Ronald Reagan said “Communism will end up on the ash heap of
history” and his prediction eventually came true. Not only did Communism go
down in history as a failure, but a whole lot of countries that were sponsored by
communism failed as well. Finally, the terrorist groups that were sponsored by
those countries ended up on the ash heap. The German Red Army, in particular,
ended up as a big nothing. Some say the members were misguided youth. Others
say they were spoiled children of privilege, trying to cover for their Nazi
past. But the question remains; why were there so many women involved in the Red
Army, while the other “red” terrorists (IRA, ETA, Red Brigade) were mostly
male-dominated?
In the
introduction, we see many possibilities in the origin of the Red Army Faction.
Some blame it on the hierarchies in German society that fostered a rebellion.

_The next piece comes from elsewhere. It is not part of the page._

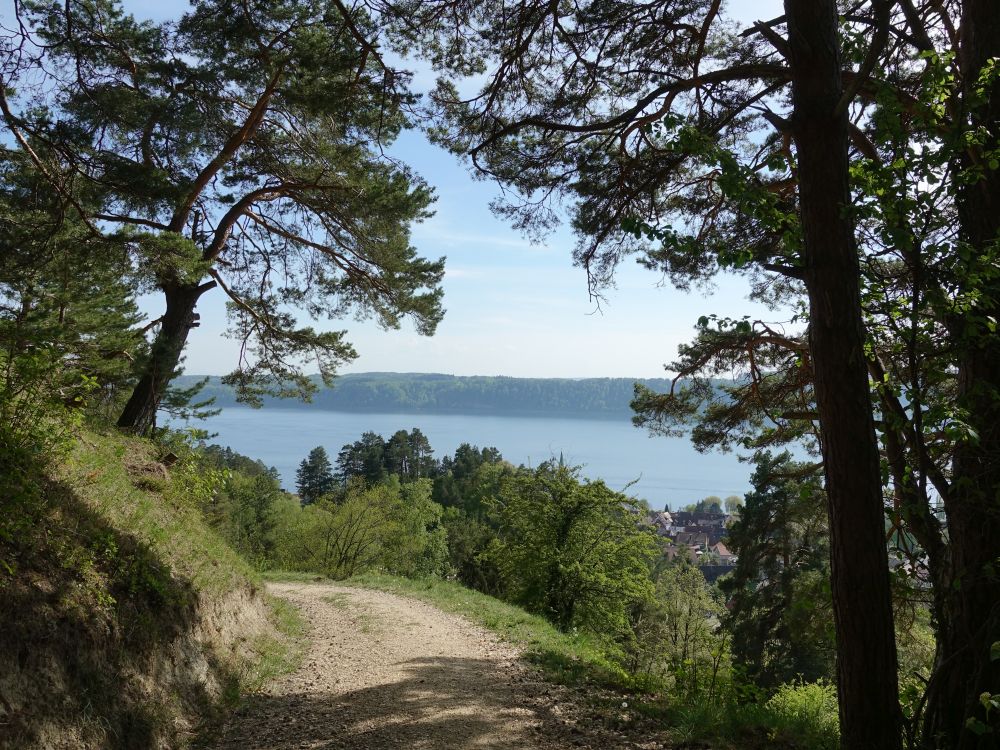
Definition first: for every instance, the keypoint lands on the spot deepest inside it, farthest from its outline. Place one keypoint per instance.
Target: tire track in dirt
(386, 672)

Others blame it on West Germany’s mad rush to reindustrialize and outrun
communism. Did some people get left behind? As the book progresses, the Vietnam
was seems to have been a catalyst for German youth in their collective anger,
but what did they know about Vietnam? Perhaps they were reacting to the US Army
presence in Germany, with the US tanks rolling across German soil, and the
arrogant GI’s flooding the clubs and bars, impressing German women with their
macho attitudes? I suspect that the Red Army Faction may have been the result
of jealousy that bored young Germans felt towards the Americans.
In the chapter Buildings On Fire, the author compares the
Watts Riots of 1965 with anti-consumerism in Germany. But the same time,
Germany wasn’t anywhere near the type of consumer culture that the USA was.
Germany didn’t have the 1950’s “I Love Lucy” ideal of the suburban housewife
surrounded by labor-saving machines. Tradition was still a big part of German
life, but had these traditions been eroded after WWII and the collapse of Hitler?
Maybe these German youths, with nowhere to expand and nothing to rebel against,
found destructive ways to unleash their frustration?